To support HA configuration from DEV Studio from multiple nodes:

  • Enable the HA dynamic system setting (session/ha/Enabled)
  • Configure users with high availability roles and privileges to modify cluster settings and quiesce nodes by adding the PegaRULES:HighAvailabilityAdministrator role to the access group for the admin.booking operator
  • Configure the settingsource in the prconfig file to "merged" (<env name="initialization/settingsource" value="merged"/>)
Note: The PegaRULES:HighAvailabilityAdministrator role grants access to HA cluster administration and quiesce investigation. Cluster administration in this context is access to cluster management and HA settings that are accessible from the corresponding Pega 8 Platform landing pages. This role has the pxHighAvailabilityAdmin and pxHighAvailabilityAdminQuiesce privileges.

Environment architecture

To support HA, you need to define your application architecture to support your uptime requirements and provide redundancy in the event of a server crash or failure.

You need:

  • A load balancer that supports session affinity (also known as sticky sessions)
  • Two or more physical or virtual machines
  • A database that support high availability clustering
Note: Session affinity is required in the load balancer for both slow drain and immediate drain quiesce. Immediate drain is the default quiesce method. Pega Platform settings related to cookie invalidation are applicable only for slow drain.

Shared storage

You can store passivated user sessions by either using file storage or database storage.
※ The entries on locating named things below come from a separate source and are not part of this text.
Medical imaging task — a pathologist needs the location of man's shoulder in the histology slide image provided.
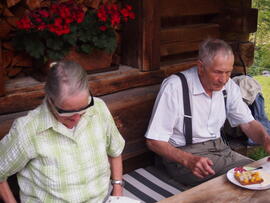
[163,67,197,86]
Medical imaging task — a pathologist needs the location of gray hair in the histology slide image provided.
[199,38,233,66]
[45,60,89,102]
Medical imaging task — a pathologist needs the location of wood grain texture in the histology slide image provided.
[160,157,270,203]
[160,23,219,45]
[121,0,160,71]
[0,85,159,163]
[0,66,164,115]
[160,0,223,17]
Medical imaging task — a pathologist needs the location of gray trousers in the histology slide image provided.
[163,139,253,186]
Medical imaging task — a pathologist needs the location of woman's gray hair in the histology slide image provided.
[45,60,89,102]
[199,38,233,66]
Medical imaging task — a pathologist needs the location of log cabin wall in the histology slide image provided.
[0,0,257,171]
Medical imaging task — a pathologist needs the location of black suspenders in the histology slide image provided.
[176,72,227,145]
[176,72,192,145]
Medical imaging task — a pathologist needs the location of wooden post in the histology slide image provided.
[0,41,5,96]
[121,0,160,71]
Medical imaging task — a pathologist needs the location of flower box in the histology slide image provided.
[33,49,118,81]
[13,0,135,80]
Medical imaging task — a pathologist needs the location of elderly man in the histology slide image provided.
[146,39,270,186]
[0,61,124,202]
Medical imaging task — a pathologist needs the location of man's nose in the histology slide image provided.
[71,114,81,122]
[219,73,228,84]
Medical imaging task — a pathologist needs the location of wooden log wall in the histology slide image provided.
[122,0,258,75]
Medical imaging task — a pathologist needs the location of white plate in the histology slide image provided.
[227,168,270,190]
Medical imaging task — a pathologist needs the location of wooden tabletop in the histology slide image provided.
[159,157,270,203]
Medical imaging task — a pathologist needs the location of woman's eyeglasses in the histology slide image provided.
[49,94,94,117]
Use the database to store passivated requestors. Because the number of active users can be high, storing passivated requestors in a file could impact performance of the JVM.

Note: When HA is enabled, database passivation is used as the default passivation method, in which the database handles all storage requirements.

Node monitoring

You can monitor the status of nodes in the cluster using:

  • The HA Cluster Management page in
    Operators with the following roles can access this page:
    • PegaRULES:HighAvailabilityAdministrator

    • PegaRULES:HighAvailabilityQuiesceInvestigator
  • ADMIN Studio
  • Autonomic Event Services (AES)
  • Mbeans integrated into your Network Operations Center (NOC)

2 Alternate approach

In a Pega Cloud environment, the behavior of the highly available application is the same as an on-premise application configured for high availability. The primary difference is the quiesce strategy. In the Pega Cloud environment, autoscaling could take a node out of service. The policy of the environment determines which node to take out of service. As a result, Pega Cloud must use the ImmediateDrain quiesce strategy to ensure seamless transition of one node to another. To switch between slow drain and immediate drain you update the value of the session/ha/quiesce/strategy prconfig setting to be either "slowDrain" or "immediateDrain" and then restart the server.

Note: For immediate drain, be careful when using the HA Cluster Management page to quiesce a node lest you quiesce the node you are logged into.